My knees began to buckle. I reached for the wall. I had to hold on. I had to keep from my falling.

I wasn’t sure how many hours passed before I had the first sign of life from the outside world. There were no windows, so I couldn’t judge time. All I knew was that the door opened and before I could run to it, a tray of food slid across the floor along with a cloth sack.
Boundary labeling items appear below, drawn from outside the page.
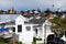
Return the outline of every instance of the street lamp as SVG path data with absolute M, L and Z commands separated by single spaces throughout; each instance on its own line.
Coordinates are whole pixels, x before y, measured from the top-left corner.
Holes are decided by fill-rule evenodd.
M 44 44 L 46 44 L 46 24 L 44 25 Z

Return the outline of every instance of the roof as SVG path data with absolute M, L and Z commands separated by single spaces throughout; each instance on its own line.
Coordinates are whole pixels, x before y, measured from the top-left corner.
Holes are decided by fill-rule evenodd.
M 53 15 L 45 15 L 45 18 L 50 19 L 50 18 L 54 18 Z
M 8 31 L 8 29 L 0 29 L 0 32 Z
M 20 14 L 0 14 L 0 22 L 4 21 L 13 21 L 15 20 Z

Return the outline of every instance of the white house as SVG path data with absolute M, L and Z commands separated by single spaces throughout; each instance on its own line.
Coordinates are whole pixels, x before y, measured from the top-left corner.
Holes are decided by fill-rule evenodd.
M 25 44 L 32 44 L 34 36 L 42 38 L 44 42 L 44 38 L 46 40 L 48 34 L 54 34 L 51 31 L 51 22 L 48 20 L 42 20 L 43 23 L 35 23 L 32 19 L 31 21 L 21 14 L 1 14 L 0 18 L 0 24 L 4 23 L 3 28 L 8 28 L 10 33 L 14 32 L 15 40 Z

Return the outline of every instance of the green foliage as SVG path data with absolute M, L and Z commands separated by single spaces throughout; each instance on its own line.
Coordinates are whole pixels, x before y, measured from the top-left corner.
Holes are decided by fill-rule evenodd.
M 4 42 L 0 42 L 0 44 L 6 44 Z
M 64 32 L 66 30 L 66 18 L 65 19 L 61 19 L 61 18 L 54 18 L 54 19 L 50 19 L 50 22 L 52 22 L 53 24 L 56 25 L 52 25 L 52 29 L 54 29 L 56 32 L 56 34 L 58 34 L 58 32 L 61 32 L 61 36 L 64 35 Z

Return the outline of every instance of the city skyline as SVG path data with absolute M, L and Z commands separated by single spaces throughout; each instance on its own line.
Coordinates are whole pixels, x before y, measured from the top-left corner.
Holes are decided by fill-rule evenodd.
M 54 4 L 54 8 L 53 8 Z M 66 0 L 0 0 L 0 10 L 32 10 L 40 8 L 41 10 L 66 10 Z

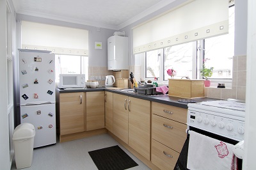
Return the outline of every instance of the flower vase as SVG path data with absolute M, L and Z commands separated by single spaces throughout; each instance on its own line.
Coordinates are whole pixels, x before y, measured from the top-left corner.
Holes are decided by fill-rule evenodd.
M 204 86 L 205 87 L 210 87 L 211 81 L 204 81 Z

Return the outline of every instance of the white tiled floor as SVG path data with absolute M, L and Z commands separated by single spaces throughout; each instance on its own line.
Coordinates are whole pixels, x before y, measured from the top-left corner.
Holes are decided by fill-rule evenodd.
M 106 134 L 36 148 L 32 166 L 22 169 L 97 170 L 88 152 L 115 145 L 118 145 L 139 165 L 129 169 L 150 169 Z M 11 169 L 16 169 L 15 160 Z

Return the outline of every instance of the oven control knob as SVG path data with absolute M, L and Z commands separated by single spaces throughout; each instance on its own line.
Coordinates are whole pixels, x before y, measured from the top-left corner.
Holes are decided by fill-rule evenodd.
M 218 123 L 218 127 L 220 128 L 223 128 L 225 127 L 225 124 L 222 121 L 220 121 Z
M 244 134 L 244 127 L 238 127 L 237 132 L 238 132 L 238 134 Z
M 197 117 L 197 119 L 196 119 L 197 122 L 201 123 L 202 120 L 203 120 L 203 119 L 202 118 L 202 117 L 200 117 L 200 116 Z
M 209 119 L 208 118 L 204 118 L 204 123 L 205 125 L 208 125 L 209 124 Z
M 211 125 L 212 125 L 212 127 L 215 127 L 216 124 L 217 123 L 214 120 L 211 120 Z
M 233 125 L 231 123 L 228 123 L 226 126 L 226 128 L 227 130 L 231 131 L 233 130 Z

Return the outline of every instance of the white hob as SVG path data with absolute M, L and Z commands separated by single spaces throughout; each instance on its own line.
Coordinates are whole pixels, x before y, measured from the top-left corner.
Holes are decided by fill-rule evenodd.
M 227 100 L 188 105 L 187 125 L 240 141 L 244 139 L 245 104 Z

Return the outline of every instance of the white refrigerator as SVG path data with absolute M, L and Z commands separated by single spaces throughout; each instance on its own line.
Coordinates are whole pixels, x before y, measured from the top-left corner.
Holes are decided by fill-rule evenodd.
M 34 148 L 56 143 L 54 60 L 51 51 L 19 49 L 20 123 L 34 125 Z

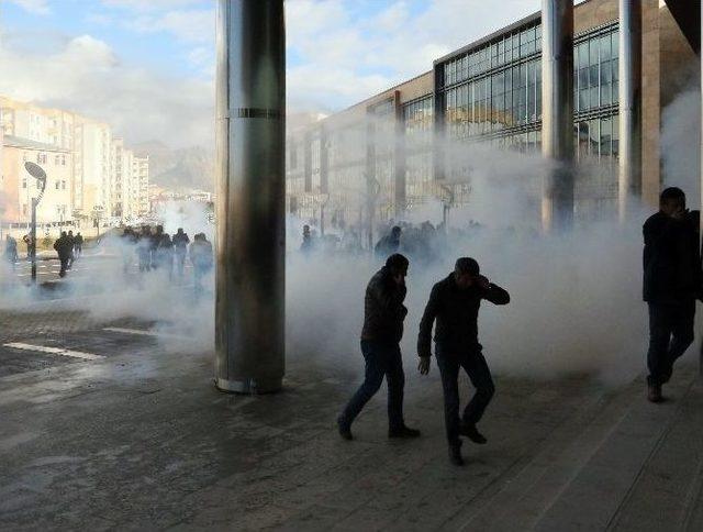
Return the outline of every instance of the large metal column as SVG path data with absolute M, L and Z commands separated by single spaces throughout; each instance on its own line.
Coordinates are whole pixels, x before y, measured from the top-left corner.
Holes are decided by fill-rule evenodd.
M 641 196 L 641 3 L 620 0 L 618 214 Z
M 573 223 L 573 1 L 542 1 L 542 151 L 555 167 L 545 176 L 545 232 Z
M 220 0 L 215 385 L 280 389 L 284 373 L 283 0 Z

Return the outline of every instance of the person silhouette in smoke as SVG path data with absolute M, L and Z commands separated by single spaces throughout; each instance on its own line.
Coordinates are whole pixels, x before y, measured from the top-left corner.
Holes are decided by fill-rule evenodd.
M 391 232 L 376 243 L 376 247 L 373 248 L 376 256 L 380 258 L 398 253 L 401 233 L 402 230 L 398 225 L 393 225 Z
M 647 398 L 660 402 L 673 363 L 693 343 L 695 299 L 701 299 L 700 212 L 689 212 L 676 187 L 659 197 L 659 212 L 643 225 L 643 297 L 649 308 Z
M 432 328 L 435 329 L 435 355 L 444 390 L 444 417 L 449 443 L 449 459 L 464 465 L 461 440 L 487 443 L 476 424 L 488 407 L 495 387 L 478 337 L 478 315 L 482 300 L 507 304 L 510 295 L 480 275 L 479 264 L 470 257 L 457 261 L 454 271 L 432 288 L 429 301 L 420 322 L 417 336 L 419 369 L 429 373 Z M 459 420 L 459 368 L 469 376 L 476 394 Z
M 364 384 L 352 397 L 337 418 L 339 435 L 353 440 L 352 423 L 364 406 L 381 387 L 383 377 L 388 384 L 388 436 L 416 437 L 420 431 L 410 429 L 403 420 L 403 357 L 400 341 L 408 309 L 403 304 L 408 288 L 408 258 L 395 254 L 388 257 L 386 266 L 376 273 L 366 288 L 364 301 L 364 328 L 361 354 L 366 363 Z
M 182 278 L 190 239 L 188 237 L 188 233 L 183 233 L 183 228 L 178 228 L 178 231 L 174 235 L 172 241 L 174 251 L 176 253 L 176 273 L 178 274 L 179 278 Z

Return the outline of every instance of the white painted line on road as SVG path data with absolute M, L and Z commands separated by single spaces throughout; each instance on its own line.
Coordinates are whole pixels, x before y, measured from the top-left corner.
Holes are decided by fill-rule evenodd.
M 121 332 L 124 334 L 136 334 L 137 336 L 163 336 L 163 334 L 157 331 L 145 331 L 144 329 L 124 329 L 121 326 L 107 326 L 103 329 L 103 331 Z
M 92 353 L 83 353 L 81 351 L 63 350 L 60 347 L 47 347 L 45 345 L 23 344 L 21 342 L 12 342 L 4 344 L 5 347 L 22 351 L 36 351 L 38 353 L 49 353 L 52 355 L 70 356 L 71 358 L 81 358 L 83 361 L 99 361 L 104 358 L 102 355 L 93 355 Z

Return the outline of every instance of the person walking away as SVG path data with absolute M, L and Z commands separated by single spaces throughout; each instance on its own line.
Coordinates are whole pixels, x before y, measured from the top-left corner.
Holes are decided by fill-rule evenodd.
M 152 269 L 152 242 L 154 235 L 152 234 L 152 228 L 144 225 L 142 228 L 142 234 L 136 243 L 136 253 L 140 259 L 140 273 L 149 271 Z
M 389 437 L 416 437 L 420 431 L 405 426 L 403 420 L 403 388 L 405 374 L 400 341 L 408 309 L 403 304 L 408 289 L 405 276 L 410 263 L 403 255 L 388 257 L 369 281 L 364 301 L 361 354 L 366 369 L 364 383 L 337 418 L 337 429 L 345 440 L 353 440 L 352 423 L 364 406 L 388 384 Z
M 183 268 L 186 266 L 186 255 L 188 254 L 189 243 L 190 239 L 187 233 L 183 233 L 183 228 L 178 228 L 178 231 L 174 235 L 174 251 L 176 254 L 176 273 L 181 279 L 183 277 Z
M 83 235 L 80 234 L 80 231 L 78 232 L 78 234 L 76 235 L 76 258 L 80 258 L 80 256 L 83 253 Z
M 161 233 L 161 240 L 156 250 L 156 264 L 159 269 L 165 269 L 168 278 L 174 275 L 174 243 L 168 233 Z
M 152 269 L 158 268 L 158 245 L 161 243 L 164 236 L 164 225 L 157 225 L 156 231 L 152 234 L 152 245 L 149 252 L 152 254 L 150 265 Z
M 398 253 L 401 233 L 401 229 L 398 225 L 393 225 L 391 232 L 376 243 L 376 257 L 382 259 L 393 253 Z
M 493 304 L 507 304 L 510 295 L 480 275 L 479 264 L 473 258 L 461 257 L 456 262 L 454 271 L 432 288 L 429 301 L 420 322 L 417 353 L 422 375 L 429 373 L 432 328 L 435 321 L 437 323 L 435 355 L 444 390 L 449 459 L 455 465 L 464 465 L 459 435 L 465 435 L 478 444 L 487 443 L 476 425 L 495 392 L 491 372 L 483 357 L 483 347 L 478 339 L 478 315 L 482 300 Z M 464 410 L 461 420 L 458 385 L 460 367 L 476 388 L 476 394 Z
M 212 244 L 208 241 L 204 233 L 198 233 L 193 236 L 190 244 L 190 262 L 193 265 L 193 281 L 196 297 L 203 291 L 202 278 L 212 269 Z
M 58 276 L 66 277 L 66 270 L 68 269 L 68 263 L 72 252 L 72 241 L 68 237 L 66 231 L 62 231 L 62 235 L 54 242 L 54 250 L 58 253 L 58 259 L 62 263 Z
M 12 265 L 12 271 L 14 271 L 20 255 L 18 254 L 18 241 L 11 235 L 7 235 L 4 240 L 4 258 Z
M 70 258 L 68 259 L 68 268 L 70 269 L 71 266 L 74 265 L 74 261 L 76 259 L 76 237 L 74 236 L 74 232 L 72 231 L 68 231 L 68 234 L 66 235 L 67 240 L 67 244 L 70 247 Z
M 689 212 L 680 188 L 663 190 L 659 212 L 643 225 L 643 298 L 649 308 L 647 398 L 660 402 L 673 364 L 693 343 L 695 300 L 701 299 L 700 213 Z

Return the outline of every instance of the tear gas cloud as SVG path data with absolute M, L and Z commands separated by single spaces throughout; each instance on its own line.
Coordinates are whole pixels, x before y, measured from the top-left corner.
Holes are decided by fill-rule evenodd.
M 688 122 L 679 115 L 694 113 L 677 112 L 678 109 L 674 102 L 663 120 L 665 170 L 672 178 L 696 175 L 692 167 L 681 164 L 688 164 L 698 152 L 698 144 L 683 146 L 676 141 L 691 137 L 682 128 L 696 128 L 682 125 Z M 393 141 L 377 136 L 376 142 L 388 146 Z M 667 142 L 679 151 L 676 156 L 666 155 Z M 432 285 L 449 274 L 457 257 L 472 256 L 482 274 L 506 288 L 512 297 L 506 307 L 484 303 L 479 318 L 479 335 L 494 370 L 544 379 L 589 373 L 606 383 L 623 383 L 638 375 L 647 343 L 646 306 L 641 301 L 641 223 L 651 212 L 643 208 L 628 224 L 621 225 L 614 222 L 611 209 L 611 215 L 577 223 L 569 234 L 545 236 L 539 232 L 539 190 L 543 177 L 551 169 L 549 162 L 538 154 L 464 143 L 446 143 L 444 148 L 464 169 L 462 175 L 448 176 L 445 182 L 466 180 L 469 201 L 450 209 L 447 233 L 437 233 L 436 248 L 423 256 L 409 253 L 409 314 L 402 344 L 409 370 L 414 367 L 417 328 Z M 358 151 L 358 146 L 349 149 Z M 584 179 L 612 185 L 616 182 L 616 167 L 603 169 L 582 163 L 577 181 Z M 353 188 L 364 190 L 365 186 L 349 184 Z M 695 196 L 688 185 L 683 188 Z M 613 200 L 611 208 L 614 204 Z M 412 206 L 404 217 L 403 221 L 411 223 L 428 220 L 439 224 L 440 198 Z M 213 226 L 208 223 L 202 204 L 167 204 L 159 218 L 169 233 L 182 226 L 191 239 L 197 232 L 205 232 L 212 240 Z M 364 292 L 380 261 L 368 252 L 301 254 L 305 222 L 291 217 L 287 224 L 287 356 L 358 373 Z M 328 218 L 327 225 L 327 234 L 337 231 Z M 387 225 L 377 222 L 375 240 L 384 229 Z M 339 231 L 337 236 L 344 237 Z M 105 253 L 119 256 L 120 245 L 119 239 L 108 239 Z M 100 278 L 101 295 L 94 296 L 90 285 L 69 276 L 67 285 L 74 297 L 57 304 L 86 310 L 96 321 L 132 317 L 147 320 L 161 333 L 159 341 L 167 351 L 213 350 L 212 278 L 205 296 L 196 300 L 190 292 L 186 295 L 187 288 L 174 288 L 158 273 L 144 276 L 140 284 L 126 282 L 121 262 L 111 264 Z M 15 289 L 12 296 L 5 292 L 0 302 L 4 308 L 16 308 L 33 298 L 32 292 L 18 295 Z

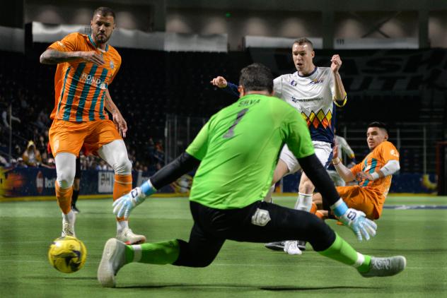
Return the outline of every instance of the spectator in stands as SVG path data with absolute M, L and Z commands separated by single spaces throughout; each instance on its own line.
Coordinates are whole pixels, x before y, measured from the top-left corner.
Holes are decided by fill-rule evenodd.
M 11 119 L 12 121 L 15 121 L 18 123 L 21 122 L 21 119 L 18 117 L 15 117 L 12 114 L 11 115 Z M 9 129 L 9 119 L 8 117 L 8 112 L 6 109 L 4 109 L 1 112 L 1 119 L 3 125 L 4 125 L 6 128 Z
M 26 150 L 22 154 L 22 158 L 25 163 L 30 167 L 38 167 L 42 163 L 40 153 L 36 148 L 33 141 L 28 142 Z
M 28 167 L 28 165 L 26 165 L 25 161 L 22 157 L 18 157 L 17 159 L 17 164 L 16 165 L 16 167 Z

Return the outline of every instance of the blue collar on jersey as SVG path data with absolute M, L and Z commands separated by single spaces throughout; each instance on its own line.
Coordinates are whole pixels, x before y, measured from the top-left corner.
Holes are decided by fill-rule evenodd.
M 93 45 L 93 47 L 98 47 L 96 44 L 95 43 L 95 42 L 93 41 L 93 39 L 91 38 L 91 35 L 88 35 L 88 40 L 90 40 L 90 42 L 91 42 L 91 44 Z M 105 52 L 109 50 L 109 45 L 108 44 L 105 44 Z
M 308 76 L 310 76 L 313 74 L 314 74 L 315 72 L 317 71 L 317 68 L 318 68 L 317 66 L 315 66 L 315 68 L 313 69 L 313 71 L 312 71 L 312 72 L 310 73 L 309 73 L 308 75 L 306 75 L 306 76 L 301 76 L 299 71 L 296 71 L 296 73 L 298 74 L 298 76 L 300 76 L 301 78 L 307 78 Z

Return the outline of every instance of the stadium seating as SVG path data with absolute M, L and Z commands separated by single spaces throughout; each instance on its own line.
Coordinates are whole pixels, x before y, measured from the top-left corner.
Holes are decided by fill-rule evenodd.
M 38 61 L 47 46 L 34 44 L 26 55 L 9 52 L 0 55 L 0 108 L 4 109 L 11 102 L 13 114 L 21 119 L 21 123 L 13 124 L 13 140 L 14 145 L 22 149 L 36 132 L 44 133 L 36 123 L 37 115 L 41 111 L 49 114 L 54 105 L 54 67 Z M 137 160 L 144 162 L 150 160 L 146 156 L 149 138 L 164 138 L 166 114 L 209 117 L 232 103 L 234 97 L 216 90 L 209 81 L 221 75 L 236 83 L 239 70 L 252 62 L 248 52 L 119 51 L 122 64 L 110 87 L 110 93 L 128 123 L 126 142 L 135 149 Z M 347 91 L 348 105 L 337 109 L 337 127 L 359 129 L 370 121 L 380 119 L 396 128 L 402 122 L 417 122 L 422 117 L 419 109 L 422 99 L 417 91 Z M 21 103 L 21 94 L 25 97 L 25 106 Z M 45 124 L 48 126 L 50 122 Z M 355 147 L 365 148 L 364 138 L 354 142 Z M 420 162 L 415 162 L 420 159 L 420 150 L 405 149 L 402 154 L 402 172 L 421 170 Z

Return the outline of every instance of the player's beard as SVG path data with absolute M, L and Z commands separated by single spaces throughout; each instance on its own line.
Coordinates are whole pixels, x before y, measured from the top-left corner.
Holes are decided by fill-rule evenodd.
M 105 34 L 101 34 L 98 32 L 95 35 L 96 42 L 98 44 L 105 44 L 109 40 L 111 35 L 112 34 L 110 34 L 109 36 L 107 36 Z

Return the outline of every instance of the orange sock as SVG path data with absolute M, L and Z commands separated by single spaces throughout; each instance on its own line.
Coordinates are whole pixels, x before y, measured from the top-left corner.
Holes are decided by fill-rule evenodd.
M 312 202 L 312 207 L 310 207 L 310 210 L 309 212 L 312 214 L 315 214 L 318 210 L 318 208 L 317 207 L 317 205 L 315 203 Z
M 71 210 L 71 195 L 73 194 L 73 186 L 68 189 L 62 189 L 59 186 L 57 181 L 54 182 L 56 186 L 56 198 L 57 204 L 64 214 L 68 214 Z
M 115 183 L 113 184 L 113 201 L 120 198 L 132 190 L 132 175 L 115 175 Z M 124 220 L 124 217 L 117 217 L 117 220 L 120 222 Z

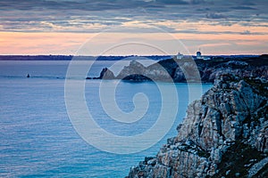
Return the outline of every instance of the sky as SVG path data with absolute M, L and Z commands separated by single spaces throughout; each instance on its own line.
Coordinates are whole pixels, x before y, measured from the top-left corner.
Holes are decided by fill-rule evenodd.
M 0 0 L 0 54 L 268 53 L 267 0 Z

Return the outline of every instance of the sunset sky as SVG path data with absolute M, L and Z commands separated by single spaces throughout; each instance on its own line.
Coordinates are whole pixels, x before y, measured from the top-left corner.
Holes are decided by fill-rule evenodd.
M 268 1 L 0 1 L 0 54 L 194 54 L 199 49 L 214 55 L 268 53 Z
“Wait,” I called out, but the door slammed shut and I heard a loud lock. I wondered what kind of deadbolt it was. The door was metal, that was all the information I had about it.

I leaned over to pick up the sack. Inside was a bar of soap, a toothbrush, toothpaste, and a new pair of clothes. I glared at the T-shirt and jogging pants. I’d already circled my living space fifty times. There was nowhere to hide. If there were cameras, they’d get a full view.

The tray of food wasn’t much either. A ham sandwich, an apple, and a bag of chips. A bottle of water had fallen over when they shoved it in the room. They gave me just enough. I scrubbed my hands in the sink and sat on the floor to eat.

After I finished dinner, I took my time running hot water in the sink. I washed my arms and legs and dressed in the clean clothes. I turned my clothes inside out and laid them on the couch. I rolled the laundry bag as a pillow and curled on my side. It felt like it was nighttime, but I wasn’t entirely sure. I wasn’t sure of anything. All I could do was wait.

Days passed the same way. I was given three trays of food a day and a change of clothes only every other day. I beat on the door until the side of my fist was bruised and my voice was hoarse. I begged for them to let me out. I threatened them. Swore I’d have them buried alive or wiped from New Orleans’ existence. I made a lot of threats over my kidnapping.

Nothing I said mattered. No amount of planning or waiting for that damn door to open mattered. Someone was watching me, that much I knew. The food never arrived unless I was on the other side of the room. They had enough time to deliver food and clothes before I could sprint across the floor.

I’d never felt that level of isolation. The misery of being forgotten. Of becoming a living memory. Each minute, hour, and day that passed I knew I was slipping away. I’d never felt so powerless in my life. I made a vow to myself during my kidnapping when I escaped that Kennedy Martin would never be powerless again. It was a vow I kept.